Guest blogger Karina from Cafe Delites has a great food lovers blog and tons of yummy recipes you’ll want to test out! So drop by and cook away. Today’s feature is a simple, killer recipe to elevate home comfort.
Garlic Parmesan Browned Butter Mashed Potatoes
My name is Karina and this is my internet kitchen hang-out. A self-confessed balanced foodie sharing some waistline friendly recipes that are full of flavor! Life is too short for bland and boring. It’s about finding balance and falling in love with food all over again!
There are mashed potatoes, and then there are MASHED POTATOES! Browned Butter Mashed Potatoes are in a realm of their own with irresistible garlic and parmesan flavors.
Get your pots and pans out! Garlic Parmesan Browned Butter Mashed Potatoes is the ultimate mashed potatoes recipe everyone will fall in love with. You haven’t lived until you’ve tried mashed potatoes with browned butter!

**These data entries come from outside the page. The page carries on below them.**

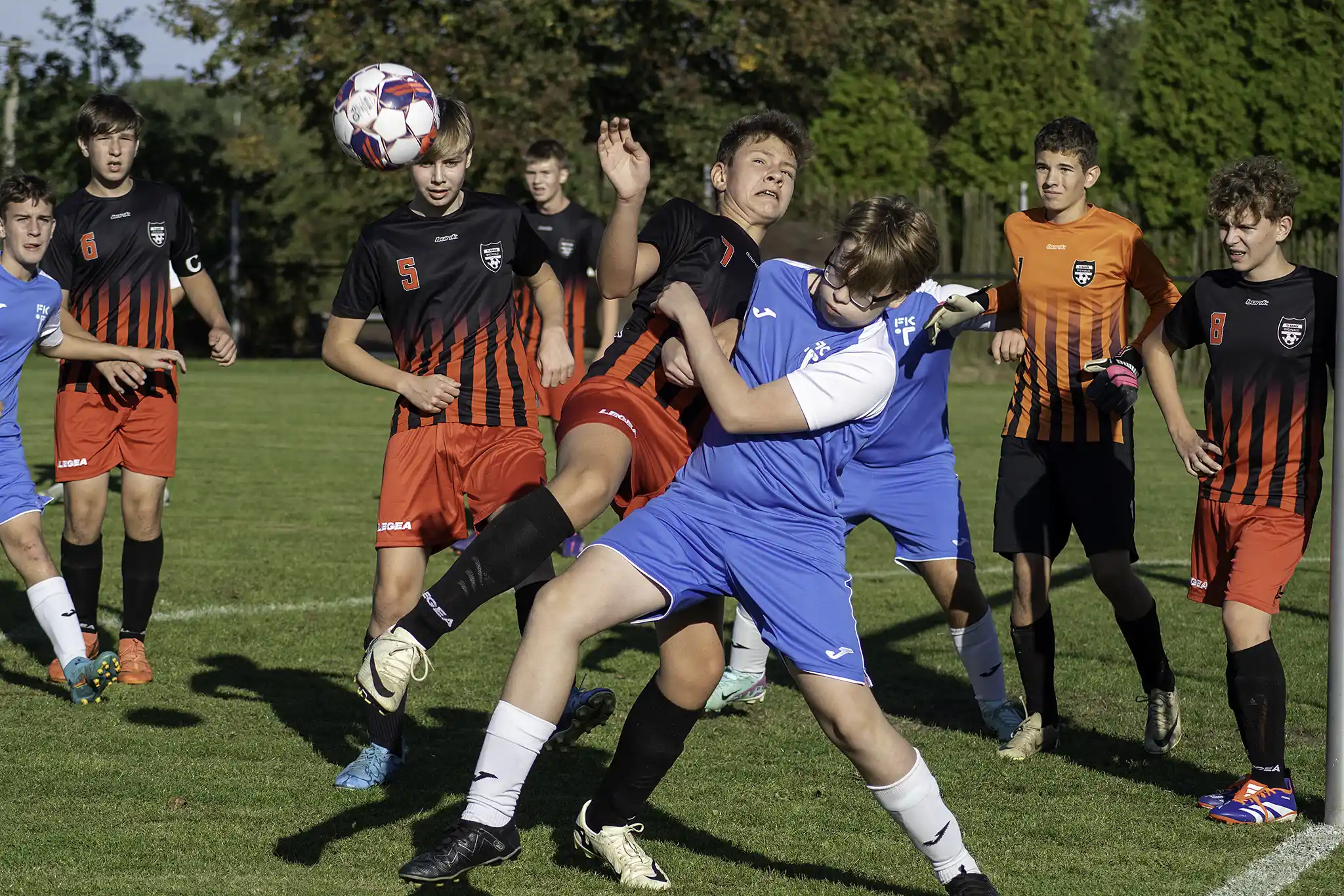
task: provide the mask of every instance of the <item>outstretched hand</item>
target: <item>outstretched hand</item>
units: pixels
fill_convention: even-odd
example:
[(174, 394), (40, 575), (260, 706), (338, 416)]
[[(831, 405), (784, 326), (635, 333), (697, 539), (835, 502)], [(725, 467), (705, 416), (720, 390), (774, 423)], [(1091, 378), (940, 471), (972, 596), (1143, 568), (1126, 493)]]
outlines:
[(649, 153), (630, 136), (629, 118), (613, 118), (598, 125), (597, 157), (621, 201), (637, 199), (648, 189)]

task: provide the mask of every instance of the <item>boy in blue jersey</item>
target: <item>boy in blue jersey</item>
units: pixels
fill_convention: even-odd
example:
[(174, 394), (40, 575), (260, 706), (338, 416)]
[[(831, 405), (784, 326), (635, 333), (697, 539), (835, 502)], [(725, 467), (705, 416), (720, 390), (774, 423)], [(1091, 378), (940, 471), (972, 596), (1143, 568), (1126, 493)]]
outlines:
[(66, 580), (56, 575), (42, 539), (42, 508), (19, 431), (19, 375), (34, 344), (47, 357), (132, 361), (156, 369), (181, 363), (173, 351), (108, 345), (73, 324), (62, 332), (60, 285), (38, 270), (55, 228), (56, 197), (40, 177), (0, 181), (0, 547), (28, 588), (28, 604), (51, 641), (77, 704), (99, 703), (117, 680), (117, 654), (85, 656)]
[[(466, 810), (438, 848), (401, 869), (405, 880), (454, 880), (521, 852), (517, 798), (564, 708), (583, 639), (731, 594), (761, 621), (823, 731), (948, 892), (996, 893), (929, 767), (868, 688), (839, 516), (840, 469), (878, 430), (896, 379), (887, 308), (933, 270), (937, 232), (903, 197), (879, 197), (851, 210), (837, 243), (832, 275), (785, 261), (761, 266), (731, 364), (694, 290), (672, 283), (663, 292), (659, 310), (681, 328), (714, 408), (704, 439), (665, 494), (538, 595)], [(800, 553), (798, 543), (812, 549)], [(657, 678), (650, 685), (661, 686)], [(606, 823), (589, 810), (585, 803), (575, 822), (585, 852), (616, 866), (626, 885), (671, 885), (634, 842), (637, 825)]]
[[(828, 259), (828, 275), (831, 270)], [(896, 563), (923, 578), (946, 614), (981, 717), (1004, 743), (1021, 724), (1021, 715), (1004, 689), (999, 635), (976, 578), (956, 455), (948, 439), (948, 377), (956, 333), (931, 341), (923, 330), (948, 296), (968, 292), (973, 290), (929, 279), (892, 310), (896, 388), (882, 414), (880, 431), (845, 466), (840, 513), (851, 529), (868, 519), (882, 523), (896, 543)], [(993, 317), (976, 322), (992, 326)], [(739, 604), (728, 668), (704, 708), (718, 712), (728, 704), (763, 700), (769, 653)]]

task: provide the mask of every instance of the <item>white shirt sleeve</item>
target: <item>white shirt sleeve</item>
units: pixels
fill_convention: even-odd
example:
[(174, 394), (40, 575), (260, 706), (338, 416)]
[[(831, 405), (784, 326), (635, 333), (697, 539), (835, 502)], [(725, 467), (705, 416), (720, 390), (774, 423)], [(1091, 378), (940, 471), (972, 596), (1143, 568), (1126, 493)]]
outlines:
[(66, 336), (60, 332), (60, 304), (47, 312), (46, 320), (42, 321), (42, 329), (38, 330), (38, 345), (43, 348), (55, 348), (60, 345), (60, 340)]
[(789, 373), (789, 387), (809, 430), (876, 416), (896, 384), (896, 356), (886, 320), (868, 325), (857, 344)]

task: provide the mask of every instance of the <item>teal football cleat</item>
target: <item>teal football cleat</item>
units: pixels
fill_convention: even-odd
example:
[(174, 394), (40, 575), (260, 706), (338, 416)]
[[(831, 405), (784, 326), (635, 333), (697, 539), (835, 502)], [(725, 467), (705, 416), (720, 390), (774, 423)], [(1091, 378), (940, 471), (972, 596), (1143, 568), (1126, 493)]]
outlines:
[(103, 650), (91, 660), (75, 657), (63, 672), (70, 686), (70, 703), (102, 703), (102, 692), (121, 674), (121, 661), (116, 650)]
[(398, 756), (387, 747), (368, 744), (359, 751), (355, 762), (336, 775), (336, 786), (341, 790), (368, 790), (388, 783), (406, 764), (406, 740), (402, 739), (402, 754)]
[(732, 666), (723, 670), (719, 685), (704, 701), (706, 712), (722, 712), (730, 703), (761, 703), (765, 700), (765, 676), (753, 672), (738, 672)]

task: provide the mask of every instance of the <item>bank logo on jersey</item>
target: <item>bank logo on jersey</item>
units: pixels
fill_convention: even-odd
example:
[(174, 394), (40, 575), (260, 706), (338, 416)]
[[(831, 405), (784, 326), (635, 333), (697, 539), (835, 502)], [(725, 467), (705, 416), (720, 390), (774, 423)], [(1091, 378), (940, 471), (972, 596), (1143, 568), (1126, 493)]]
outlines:
[(1097, 275), (1097, 262), (1074, 262), (1074, 282), (1086, 286)]
[(816, 345), (808, 348), (808, 351), (802, 355), (802, 364), (798, 367), (798, 369), (801, 371), (804, 367), (808, 367), (809, 364), (816, 364), (829, 353), (831, 353), (831, 347), (818, 339)]
[(1278, 341), (1284, 345), (1284, 348), (1297, 348), (1297, 344), (1302, 341), (1304, 336), (1306, 336), (1305, 317), (1278, 318)]
[(504, 263), (504, 243), (481, 243), (481, 263), (496, 273)]

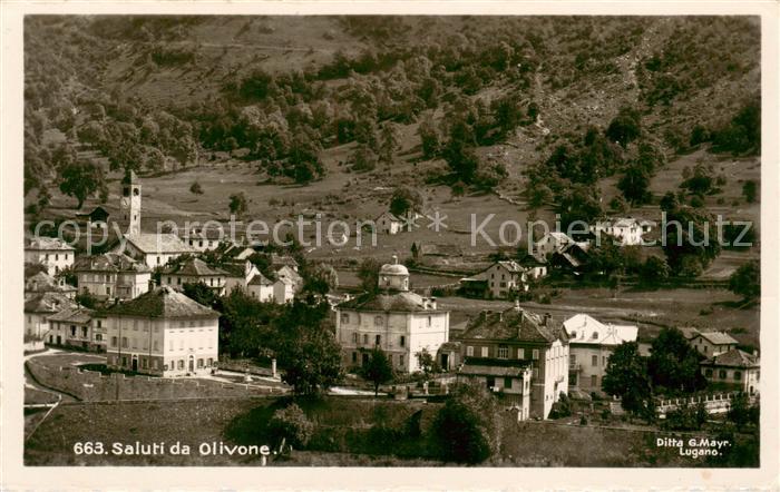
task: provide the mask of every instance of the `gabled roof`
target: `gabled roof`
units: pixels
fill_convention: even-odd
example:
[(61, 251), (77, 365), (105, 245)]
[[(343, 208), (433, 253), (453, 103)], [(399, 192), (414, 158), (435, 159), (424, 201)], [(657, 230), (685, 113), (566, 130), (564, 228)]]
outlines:
[(25, 292), (75, 292), (76, 287), (60, 282), (46, 272), (38, 272), (25, 279)]
[(205, 277), (225, 275), (225, 270), (209, 266), (201, 258), (188, 258), (185, 262), (169, 266), (163, 270), (165, 275), (184, 275), (188, 277)]
[(79, 323), (79, 324), (86, 324), (89, 323), (92, 319), (92, 314), (95, 312), (92, 309), (89, 309), (87, 307), (69, 307), (66, 309), (60, 311), (57, 314), (52, 314), (49, 316), (50, 322), (60, 322), (60, 323)]
[(105, 253), (77, 257), (74, 272), (136, 272), (143, 274), (152, 272), (152, 268), (123, 253)]
[(195, 253), (196, 249), (185, 244), (177, 235), (169, 233), (140, 233), (126, 237), (144, 254)]
[(620, 345), (636, 342), (638, 328), (631, 325), (605, 325), (587, 314), (576, 314), (564, 322), (569, 343)]
[(393, 294), (386, 292), (378, 294), (363, 294), (354, 297), (353, 299), (339, 304), (339, 308), (401, 313), (416, 313), (421, 311), (435, 313), (438, 311), (426, 308), (425, 297), (409, 291)]
[(510, 364), (506, 362), (501, 360), (469, 358), (458, 373), (465, 376), (521, 377), (523, 373), (528, 371), (527, 361), (511, 361)]
[(25, 297), (25, 313), (52, 314), (76, 306), (76, 302), (58, 292), (43, 292)]
[(702, 338), (704, 338), (713, 345), (737, 345), (739, 343), (734, 338), (732, 338), (728, 333), (723, 332), (699, 332), (699, 334), (693, 338), (696, 338), (699, 336), (701, 336)]
[(759, 357), (739, 348), (732, 348), (729, 352), (718, 354), (712, 358), (701, 363), (710, 366), (727, 366), (727, 367), (758, 367)]
[(265, 277), (265, 275), (263, 275), (262, 273), (259, 273), (257, 275), (254, 276), (254, 278), (252, 278), (252, 281), (250, 281), (250, 285), (273, 285), (273, 284), (274, 283), (269, 281)]
[(220, 315), (168, 286), (157, 287), (131, 301), (114, 304), (101, 314), (154, 318), (212, 318)]
[(25, 249), (31, 249), (31, 250), (46, 250), (46, 252), (51, 252), (51, 250), (65, 250), (65, 252), (72, 252), (75, 248), (70, 246), (68, 243), (64, 242), (62, 239), (59, 239), (57, 237), (46, 237), (46, 236), (39, 236), (32, 239), (28, 239), (25, 242)]
[(567, 342), (566, 331), (550, 321), (545, 326), (537, 314), (514, 307), (499, 313), (482, 313), (469, 321), (466, 338), (480, 338), (507, 342), (534, 342), (550, 344), (556, 340)]

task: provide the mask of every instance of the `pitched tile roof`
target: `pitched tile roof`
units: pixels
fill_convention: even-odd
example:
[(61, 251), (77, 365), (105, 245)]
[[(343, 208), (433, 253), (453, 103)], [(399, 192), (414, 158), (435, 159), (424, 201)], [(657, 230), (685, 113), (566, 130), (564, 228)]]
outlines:
[(701, 363), (710, 366), (728, 366), (728, 367), (758, 367), (759, 357), (739, 348), (732, 348), (729, 352), (718, 354), (712, 358)]
[(701, 336), (702, 338), (704, 338), (713, 345), (737, 345), (739, 343), (734, 338), (732, 338), (728, 333), (723, 332), (699, 332), (698, 336)]
[(339, 304), (341, 309), (355, 311), (379, 311), (379, 312), (438, 312), (438, 309), (426, 308), (425, 297), (413, 292), (399, 292), (394, 294), (378, 293), (363, 294), (353, 299)]
[(568, 336), (563, 326), (547, 322), (525, 309), (509, 308), (499, 313), (482, 313), (469, 321), (461, 338), (481, 338), (514, 342), (553, 343), (556, 340), (567, 342)]
[(79, 256), (74, 264), (74, 272), (148, 273), (152, 272), (152, 268), (124, 253), (105, 253), (103, 255)]
[(196, 249), (185, 244), (177, 235), (169, 233), (140, 233), (127, 236), (127, 242), (143, 253), (195, 253)]
[(569, 343), (593, 345), (620, 345), (636, 342), (638, 328), (630, 325), (605, 325), (588, 316), (576, 314), (564, 322)]
[(72, 252), (75, 248), (68, 243), (59, 239), (57, 237), (46, 237), (39, 236), (25, 242), (25, 249), (39, 249), (39, 250), (67, 250)]
[(156, 318), (217, 317), (220, 314), (175, 289), (163, 286), (107, 307), (101, 314)]
[(215, 276), (225, 275), (225, 270), (217, 267), (209, 266), (206, 262), (201, 258), (188, 258), (185, 262), (177, 263), (176, 265), (169, 266), (163, 270), (166, 275), (185, 275), (189, 277), (204, 277), (204, 276)]
[(50, 322), (62, 322), (62, 323), (79, 323), (86, 324), (92, 319), (92, 314), (95, 312), (87, 307), (69, 307), (60, 311), (57, 314), (49, 316)]
[(58, 292), (43, 292), (25, 297), (25, 313), (59, 313), (69, 307), (76, 307), (71, 301)]

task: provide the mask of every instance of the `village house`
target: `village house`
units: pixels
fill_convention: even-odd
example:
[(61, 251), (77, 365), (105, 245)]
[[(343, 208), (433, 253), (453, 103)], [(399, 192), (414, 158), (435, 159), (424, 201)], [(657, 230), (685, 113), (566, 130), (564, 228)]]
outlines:
[[(547, 419), (560, 393), (568, 393), (568, 336), (549, 315), (529, 313), (519, 303), (505, 312), (482, 312), (469, 322), (460, 343), (466, 364), (505, 367), (515, 361), (530, 367), (530, 417)], [(505, 382), (494, 383), (500, 390)], [(513, 388), (515, 384), (519, 381), (513, 381)]]
[(134, 236), (126, 236), (123, 243), (117, 246), (114, 253), (125, 253), (145, 263), (149, 268), (162, 267), (182, 255), (197, 253), (196, 249), (170, 233), (138, 233)]
[(723, 354), (737, 348), (737, 342), (724, 332), (696, 332), (689, 343), (705, 357)]
[(106, 352), (106, 333), (103, 319), (94, 319), (94, 311), (77, 306), (49, 316), (50, 345), (77, 347), (91, 352)]
[[(30, 265), (30, 264), (28, 264)], [(25, 268), (25, 296), (28, 294), (40, 294), (43, 292), (56, 292), (72, 299), (76, 297), (76, 287), (68, 285), (65, 278), (52, 277), (46, 272), (38, 272), (29, 275), (30, 268)], [(29, 276), (28, 276), (29, 275)]]
[(183, 262), (167, 266), (160, 273), (160, 285), (167, 285), (181, 291), (185, 284), (202, 283), (214, 291), (216, 295), (225, 294), (225, 276), (227, 273), (218, 267), (209, 266), (201, 258), (189, 257)]
[(633, 217), (620, 217), (607, 220), (597, 220), (589, 229), (599, 240), (604, 235), (610, 235), (618, 240), (621, 246), (635, 246), (642, 244), (642, 235), (653, 229), (651, 220), (640, 220)]
[[(379, 292), (367, 293), (335, 308), (335, 336), (342, 348), (343, 364), (360, 366), (369, 361), (373, 347), (380, 347), (400, 373), (420, 371), (417, 354), (431, 355), (449, 338), (449, 312), (439, 309), (436, 298), (409, 291), (409, 270), (398, 263), (382, 265)], [(449, 366), (446, 354), (439, 363)]]
[(383, 234), (394, 235), (403, 230), (403, 220), (387, 210), (373, 222), (377, 224), (377, 230)]
[(759, 393), (761, 366), (758, 353), (749, 354), (732, 348), (700, 363), (701, 373), (711, 384), (749, 395)]
[(46, 266), (49, 275), (57, 275), (76, 260), (76, 249), (56, 237), (37, 237), (25, 242), (25, 263)]
[(247, 292), (250, 282), (261, 275), (257, 267), (248, 259), (222, 263), (220, 269), (225, 272), (225, 294), (230, 294), (234, 288)]
[(289, 267), (293, 272), (298, 273), (298, 262), (292, 256), (279, 255), (276, 253), (271, 253), (271, 268), (279, 272), (282, 267)]
[[(280, 281), (276, 281), (280, 282)], [(282, 283), (283, 284), (283, 283)], [(276, 284), (274, 282), (271, 282), (263, 275), (262, 273), (259, 273), (257, 275), (250, 281), (248, 286), (246, 287), (247, 292), (250, 295), (263, 303), (273, 303), (275, 301), (275, 289), (274, 286)], [(284, 293), (284, 288), (282, 287), (282, 292)], [(293, 292), (294, 295), (294, 292)], [(292, 298), (292, 297), (291, 297)], [(280, 302), (279, 304), (283, 304), (284, 301)]]
[(107, 365), (157, 376), (208, 374), (218, 358), (220, 313), (168, 286), (96, 315), (103, 319)]
[(79, 256), (74, 272), (79, 292), (101, 301), (138, 297), (152, 281), (152, 268), (120, 253)]
[(75, 301), (57, 292), (25, 296), (25, 337), (47, 340), (49, 317), (62, 309), (76, 307)]
[(586, 392), (601, 391), (610, 356), (617, 345), (636, 342), (638, 328), (606, 325), (586, 314), (564, 322), (568, 335), (568, 385)]
[(460, 366), (458, 378), (466, 377), (487, 386), (504, 406), (517, 411), (518, 421), (525, 421), (530, 415), (532, 374), (527, 361), (469, 357)]
[[(478, 283), (478, 284), (477, 284)], [(461, 279), (466, 289), (486, 288), (488, 298), (511, 298), (518, 292), (528, 289), (526, 269), (514, 260), (496, 262), (482, 272)]]

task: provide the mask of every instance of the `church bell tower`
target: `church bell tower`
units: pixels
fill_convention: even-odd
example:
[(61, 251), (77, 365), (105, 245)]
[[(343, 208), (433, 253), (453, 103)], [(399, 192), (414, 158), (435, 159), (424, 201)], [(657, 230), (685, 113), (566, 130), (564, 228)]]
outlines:
[(140, 183), (133, 170), (125, 173), (121, 180), (120, 210), (124, 222), (127, 224), (126, 236), (140, 234)]

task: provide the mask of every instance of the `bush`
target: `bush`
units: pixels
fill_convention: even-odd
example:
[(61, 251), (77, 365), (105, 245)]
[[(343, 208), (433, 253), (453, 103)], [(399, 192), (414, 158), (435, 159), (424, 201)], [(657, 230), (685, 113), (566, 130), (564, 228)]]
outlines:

Browned butter is like liquid gold, adding a deliciously fried nutty taste and aroma to anything… especially a classic mash. Our browned butter love affair began years ago, drizzling it over and mixing it into everything. Browned butter everywhere!
Looking at a pot full of boiled potatoes, I thought “wait a second” Why don’t I put browned butter in the mashed potatoes? Why haven’t I ever done that? And with crispy garlic pieces! Hold me! All of your neighbors will smell the buttery fried garlic wafting in their windows. The joy you will go through pouring browned butter into your potatoes may feel a little over exaggerated, but you’re not alone!
- 3 pounds (1.5 kg) potatoes of your choice peeled
- 6 oz (185 g) unsalted butter
- 4 cloves garlic, crushed
- 1/2 cup grated parmesan cheese
- 1 cup milk (more if needed)
Peel potatoes and cut into large chunks. Boil in salted water for 20 minutes or until fork tender (not falling apart).
When butter begins to foam, add the crushed garlic and reduce heat to medium. Stir continuously and swirl the pan until the butter begins to change color and turn golden brown with a nutty aroma. Its normal to see crispy little brown bits at the bottom of the pan. Remove immediately from heat. Set aside.
Drain potatoes and transfer them back to the pot.
Strain just over half of the browned butter over the boiled potatoes through a sieve. Reserve crispy garlic pieces to serve later.
Add the parmesan cheese and milk. Beat with a hand beater until smooth and creamy (about 1-2 minutes) — or use a potato masher. Add extra milk if you like a thinner mashed potato consistency.
Taste test and season with more salt if needed.
Serve with reserved browned butter, extra parmesan cheese, chopped parsley and crispy garlic pieces.
Note: *If using a hand beater, it’s important not to over beat them, as they can turn gooey.